Terlepas dari apa maksud framing atau pembingkaian penyebar potongan video tersebut, yang jelas insiden kecil itu memberikan pelajaran kepada masyarakat di tempat lain untuk bersikap lebih sadar dan wajar. Bahwa apapun dan siapapun yang anda dukung dalam pemilu, bukan menjadi alasan untuk melakukan perilaku diluar etika dan kewajaran. .

Apapun dan siapapun yang anda dukung dalam pemilu, bukan menjadi alasan untuk melakukan perilaku diluar etika dan kewajaran.

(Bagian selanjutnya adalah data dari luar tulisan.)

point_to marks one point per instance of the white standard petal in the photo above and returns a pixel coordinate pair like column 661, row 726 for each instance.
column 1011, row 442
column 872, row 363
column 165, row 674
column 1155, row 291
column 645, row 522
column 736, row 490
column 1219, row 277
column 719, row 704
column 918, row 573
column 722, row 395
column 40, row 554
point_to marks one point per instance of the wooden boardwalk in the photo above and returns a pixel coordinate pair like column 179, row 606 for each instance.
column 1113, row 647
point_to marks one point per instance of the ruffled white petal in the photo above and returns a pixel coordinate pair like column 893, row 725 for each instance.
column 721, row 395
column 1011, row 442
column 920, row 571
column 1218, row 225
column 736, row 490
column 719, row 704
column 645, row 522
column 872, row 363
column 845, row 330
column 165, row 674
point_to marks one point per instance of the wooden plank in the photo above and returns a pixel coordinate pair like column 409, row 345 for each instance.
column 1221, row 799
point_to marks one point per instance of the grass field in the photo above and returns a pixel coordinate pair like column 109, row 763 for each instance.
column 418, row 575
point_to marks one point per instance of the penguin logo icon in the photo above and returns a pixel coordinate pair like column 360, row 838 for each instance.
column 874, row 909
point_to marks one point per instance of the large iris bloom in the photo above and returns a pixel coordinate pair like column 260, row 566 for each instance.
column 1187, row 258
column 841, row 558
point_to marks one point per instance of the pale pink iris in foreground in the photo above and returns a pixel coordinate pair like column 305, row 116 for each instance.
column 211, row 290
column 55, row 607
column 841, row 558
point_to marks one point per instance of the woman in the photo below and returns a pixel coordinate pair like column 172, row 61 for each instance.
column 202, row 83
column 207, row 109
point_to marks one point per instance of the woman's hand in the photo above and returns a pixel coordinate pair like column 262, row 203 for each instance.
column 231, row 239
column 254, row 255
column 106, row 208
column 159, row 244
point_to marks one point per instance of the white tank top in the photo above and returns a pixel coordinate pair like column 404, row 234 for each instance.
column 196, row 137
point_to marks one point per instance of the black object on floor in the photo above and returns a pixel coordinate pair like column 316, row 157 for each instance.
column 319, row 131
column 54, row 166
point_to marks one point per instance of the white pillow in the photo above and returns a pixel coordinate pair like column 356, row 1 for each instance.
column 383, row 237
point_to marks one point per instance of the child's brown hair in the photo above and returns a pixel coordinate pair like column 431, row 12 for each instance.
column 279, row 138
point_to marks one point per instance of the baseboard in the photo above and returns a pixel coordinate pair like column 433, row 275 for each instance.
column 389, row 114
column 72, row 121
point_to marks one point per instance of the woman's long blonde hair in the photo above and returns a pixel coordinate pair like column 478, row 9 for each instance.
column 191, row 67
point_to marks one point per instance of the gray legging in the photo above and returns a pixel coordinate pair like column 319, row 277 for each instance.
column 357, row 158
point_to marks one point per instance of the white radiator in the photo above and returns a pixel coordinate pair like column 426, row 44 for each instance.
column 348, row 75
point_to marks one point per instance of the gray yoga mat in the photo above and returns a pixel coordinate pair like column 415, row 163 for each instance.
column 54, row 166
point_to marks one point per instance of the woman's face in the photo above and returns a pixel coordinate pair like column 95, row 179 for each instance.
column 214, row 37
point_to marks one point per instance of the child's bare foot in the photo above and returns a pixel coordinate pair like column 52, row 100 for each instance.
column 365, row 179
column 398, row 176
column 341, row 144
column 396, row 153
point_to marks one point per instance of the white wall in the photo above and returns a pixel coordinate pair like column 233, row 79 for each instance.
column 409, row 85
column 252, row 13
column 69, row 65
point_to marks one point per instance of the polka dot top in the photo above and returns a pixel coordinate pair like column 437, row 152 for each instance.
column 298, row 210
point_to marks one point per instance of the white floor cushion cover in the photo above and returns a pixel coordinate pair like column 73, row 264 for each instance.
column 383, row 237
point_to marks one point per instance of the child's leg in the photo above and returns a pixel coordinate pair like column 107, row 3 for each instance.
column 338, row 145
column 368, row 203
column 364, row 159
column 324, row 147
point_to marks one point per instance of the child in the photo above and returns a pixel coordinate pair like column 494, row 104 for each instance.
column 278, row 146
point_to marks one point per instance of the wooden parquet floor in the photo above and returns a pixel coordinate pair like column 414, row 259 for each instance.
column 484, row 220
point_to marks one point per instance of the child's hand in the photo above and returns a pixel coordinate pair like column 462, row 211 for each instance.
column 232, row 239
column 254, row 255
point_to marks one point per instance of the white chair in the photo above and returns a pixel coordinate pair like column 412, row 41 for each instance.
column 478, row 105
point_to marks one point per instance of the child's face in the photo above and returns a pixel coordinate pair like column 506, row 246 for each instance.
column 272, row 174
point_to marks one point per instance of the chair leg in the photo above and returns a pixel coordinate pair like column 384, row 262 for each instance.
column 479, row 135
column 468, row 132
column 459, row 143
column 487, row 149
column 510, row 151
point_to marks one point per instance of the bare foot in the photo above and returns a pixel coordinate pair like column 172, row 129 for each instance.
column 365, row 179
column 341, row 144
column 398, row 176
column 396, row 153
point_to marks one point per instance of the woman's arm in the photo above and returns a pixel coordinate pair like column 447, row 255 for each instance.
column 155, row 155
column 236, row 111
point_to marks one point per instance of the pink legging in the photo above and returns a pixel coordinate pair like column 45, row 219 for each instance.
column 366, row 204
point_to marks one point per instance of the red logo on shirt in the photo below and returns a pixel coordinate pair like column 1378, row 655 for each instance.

Toh apakah jika calon yang kita pimpin menang, bakal banyak perubahan selain kepuasan sebagai masing-masing golongan bisa menempatkan bagian dari kelompoknya di posisi tertinggi.? Jika mengutip artikel ‘Bonek, Keruntuhan Keadaban Publik’ oleh M. Akung (2010), akademisi Fakultas Psikologi Undip, maka apa yang tengah kita saksikan ‘sesungguhnya adalah perang kecil antarsesama anak bangsa yang sejatinya memalukan. Keadaban kita sebagai makhluk berakal budi nampaknya mulai runtuh.’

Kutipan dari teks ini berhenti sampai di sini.